It’s funny how things come into perspective after the fact… Also, I’m the worst when I comes to sticking to one train of thought.
- Throughout my childhood, we planted trees every year. I can remember planting hundreds of them – white pine, red pine, and blue spruce. We turned some fields into forests and planted a wall around our main yard. I’m thankful for this experience. While planting the trees wasn’t always fun, I learned the importance of replenishing the land.
- Cutting, hauling, and stacking firewood was by far my least favorite chore. I was kept from my friends on the weekends and until I got a job, it was the way of the land every fall weekend. Even after getting a job, my dad would throw it through the chute to the basement and I’d have to stack it. Even during the week, we’d have to come home from school and stack it if he was on an off shift or on winter leave. Ah yes, firewood – it’s true it warms you twice. I look back, and kind of wish I could go up and help him on the weekends now. It was a great way to sweat it out and being in the woods in the fall was the absolute best. Nothing beats the smell of fall in the woods. Second to the smell of fall is the smell of fresh cut wood – oh my gosh. Maybe someday I’ll be back in Michigan and can help him out a bit.
- My first car was my mom’s 1988 Plymouth Voyager. The doors didn’t lock, you could start it without a key, and the heat didn’t work. It only had an AM/FM radio and half the speakers were shot. BUT… It was mine to do with what I wanted – free and clear. The seats were comfy, there was PLENTY of space for stuff/people, and the windows rolled down – total win. In the winter, we just bundled up when driving – the heat kind of worked, not even sure what was really wrong with it. Surely I wanted a newer or more functional vehicle for my first one, but I didn’t make enough money for that and hanging out with friends. I look back and realize it really wasn’t so bad and it makes me appreciate every nice feature I have on my car today – that I pay out the ass for.
- As a kid, we never really went anywhere far or too adventurous for vacation. We camped, which was great, at nearby state parks with the major exception being going about six hours away one time. Without my grandparents, I wouldn’t have visited any of Michigan’s “major” cities or adventured through Ontario around Lake Superior. As a baby, I think my mom flew me to Texas with her to visit my Granny, but that’s not a memory I have. This lack of adventure really sparked a major need to see the country in college – once I starting researching what was out there. I met my best friend, another person who hadn’t really traveled the country, and we started road tripping. We followed our college football team to Alabama, we crossed the Mississippi together for the first time, we saw the Rockies for the first time, and saw the Pacific Ocean for the first time too. Once you start road tripping and seeing the amazing things this country has, you never want to stop. I never knew what I was missing as a kid but now I do and I work so I can travel.
- Back to the camping thing – so thankful we did it as a family. It was always overkill, though, with many coolers and grills and an abundance of crap. I learned the basics such as how to find good spots, how to build a fire, and that I loved hiking before I really knew it was a thing. From these family trips, I learned that less is more and now when I go I’m scaled way back to the essentials. No longer taking enough food for an army, cases of pop or water, and just enough gear.

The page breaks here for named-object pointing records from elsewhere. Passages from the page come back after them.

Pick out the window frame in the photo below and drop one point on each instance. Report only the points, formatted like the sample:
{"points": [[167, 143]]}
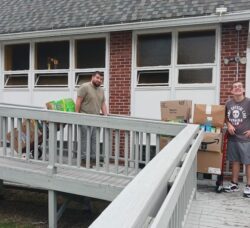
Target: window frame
{"points": [[18, 74], [174, 67]]}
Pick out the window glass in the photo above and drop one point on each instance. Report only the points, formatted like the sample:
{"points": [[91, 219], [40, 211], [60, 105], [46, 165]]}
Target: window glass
{"points": [[52, 55], [16, 80], [196, 47], [154, 50], [16, 57], [51, 80], [157, 77], [83, 77], [90, 53], [187, 76]]}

- As much as I didn’t appreciate the outdoors back then the way I do now, I am thankful for the lessons I was taught. I am good at identifying trees without a book, know a lot about plants, can usually figure out animal tracks, can build a trail, and so much more. Thanks parents, grandparents, and friends.

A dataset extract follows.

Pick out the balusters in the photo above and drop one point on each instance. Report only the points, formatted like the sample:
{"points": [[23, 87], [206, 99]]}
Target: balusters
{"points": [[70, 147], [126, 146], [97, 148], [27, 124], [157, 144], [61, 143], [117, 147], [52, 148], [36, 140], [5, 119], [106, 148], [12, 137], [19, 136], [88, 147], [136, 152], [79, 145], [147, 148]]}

- I kind of have one regret: I didn’t really enjoy Michigan enough when I lived there. I try not to beat myself up too much over this, but some days it’s difficult not to. I didn’t hike enough, didn’t camp enough, didn’t enjoy the outdoors enough. It was all at my fingertips, and I didn’t utilize it enough. I sit here, in this Dallas suburb office, after commuting from my suburb apartment and kick myself every damn day for not taking it all in more than I did. I know, my retail schedule was nuts when I was there – but if I had truly been motivated I could have gone hiking before an evening shift, after a morning shift, or enjoyed a people free mid-week hike on a random day off. I’m not saying I didn’t enjoy Michigan, I visited many places and did many things… This “regret” really led me to the biggest lesson, and something I’ve been really trying to do this year – LOVE WHERE YOU ARE and take advantage of everything you can. Yeah, DFW kind of sucks, but I’m fully utilizing nearby parks, state parks, and national parks. I am really living it up in nearby national forests and lakes. Yeah, things may take some driving and may not be exactly what I love to look at, but it’s so much better here now that I’m truly diving in and utilizing what exists around me. Yeah, sometimes my go-to parks are full of people or have a bike race, but overall life is better now that I’m at least trying to get out.
Moving forward, my wants and needs are more clear than ever. Now, to get to where I want to be.